It is easy to see moral irony in the arguments of those who support Argentina’s President Cristina Fernandez de Kirchner’s government in the ongoing dispute against a group of so-called vulture funds, led by the highly litigious Elliot Associates. Anyone even slightly familiar with the corrupt shenanigans of Fernandez, her late husband — former president Nestor Kirchner — and their cronies over the last 11 years is entitled to roll their eyes at claims that the interests of the Argentine people motivate Fernandez’s government to resist the vulture funds’ attempt to get paid in full for bonds the country defaulted on in 2002 (the largest debt default the world had ever seen until then — surpassed only by Lehman Brothers in 2008).
Egregious as the recent past of the Kirchner administration is, what truly adds insult to injury is the Kirchners’ earlier history. During the mid 1970s, Fernandez and her husband established a law firm in Rio Gallegos, in the Patagonian province of Santa Cruz. The firm thrived during those years, especially right after a sharp devaluation of the peso in 1980 caused by the disastrous economic policies of the military junta ruling the country at the time. When inflation-indexed rates on mortgage loans soared to sky-high levels, forcing desperate debtors to sell their homes at fire sale prices, the Kirchners cashed in handsomely, enforcing evictions on behalf of several financial houses and banks.
The methods they used for this purpose could easily be classified as “vulturesque.” Lawyer Rafael Flores — a fellow Peronist who would become one of the Kirchners’ main detractors during the ’90s — took up the case of Mrs. Ana Victoria de Aaset, a distressed mortgage-holder who successfully sued the Kirchners for allegedly keeping Asaet’s promisory notes rather than shredding them after payment. When Flores ran onto Fernandez right ouside the courtroom and asked her why she and her husband were doing this, she famously answered: “We want to get into politics, and for getting into politics, we need some serious dough.” Tony Montana couldn’t have said it better.
Sadly, Fernandez’s domestic political opponents, who include most local mainstream libertarians, have pathetically sided with the vulture funds, engaging in one of the most outrageous exercises of false free-market rhetoric the country has seen ever since the Menem years.
Their arguments amount to nothing more than crass rehashes of the well-PR’d statements championed by Elliot’s Paul Singer and others at the hedge fund community. As Jim Armitage put it in a recent article at The Independent:
The vultures argue that, were it not for the threat of relentless and unflinching court room battles, tinpot dictators, kleptocrats and plain old irresponsible populist leaders have nothing to prevent them racking up huge debts, wasting (or stealing) the money, and then disappearing off into the distance.

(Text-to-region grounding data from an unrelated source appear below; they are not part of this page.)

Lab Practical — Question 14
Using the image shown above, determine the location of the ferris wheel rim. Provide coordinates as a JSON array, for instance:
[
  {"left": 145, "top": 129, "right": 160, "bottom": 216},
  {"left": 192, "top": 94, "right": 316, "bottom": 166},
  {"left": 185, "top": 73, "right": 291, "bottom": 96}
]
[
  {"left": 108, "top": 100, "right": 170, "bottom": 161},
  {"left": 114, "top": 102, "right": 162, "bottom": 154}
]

The most outrageous fallacy in this line of reasoning is the conflation of the political class of a country with its citizenry at large. Whenever vultures succeed in collecting the full value on defaulted government bonds, the ones who end up paying are, obviously, the taxpayers, the general citizenry of a given country. The local politicians who borrowed the money in the name of the people, obtaining enormous personal financial gains in process, won’t contribute to paying those debts any more than the regular Joe who does real work for a living. How can anyone in their right minds think that will discipline the political class into fiscal frugality of any kind? How can anyone claiming to defend any minimally substantive notion of human freedom advocate for socializing the losses of creditors who lend to corrupt, unaccountable governments, effectively subjecting the common people to government-debt peonage on behalf of crony financial operators?
Actually, many “free-market,” pro-Elliot pundits are so eager to counter Fernandez’s government at any cost that they end up defending Judge Griesa’s bizarrely heterodox interpretation of the pari passu clause in sovereign bonds. As financial blogger Felix Salmon recently pointed out, the clause “is a piece of hoary financial boilerplate that means absolutely nothing in a sovereign context.”
The traditional interpretation of pari passu by market players in international financial transactions is that it prevents the borrower from incurring obligations to other creditors that rank legally senior to the debt instrument containing the clause. Outside the framework of typical corporate-bankrupcy proceedings, the notion that a pari passu clause implies that equally-ranking debt must be paid equally is an utter fallacy.
No one with a minimum of common sense and intellectual honesty should portray financial operators specialized in extracting rents through unscrupulous legal manipulation as if they were free-market players seeking to enforce fair contractual terms — especially not those who call themselves “libertarians.”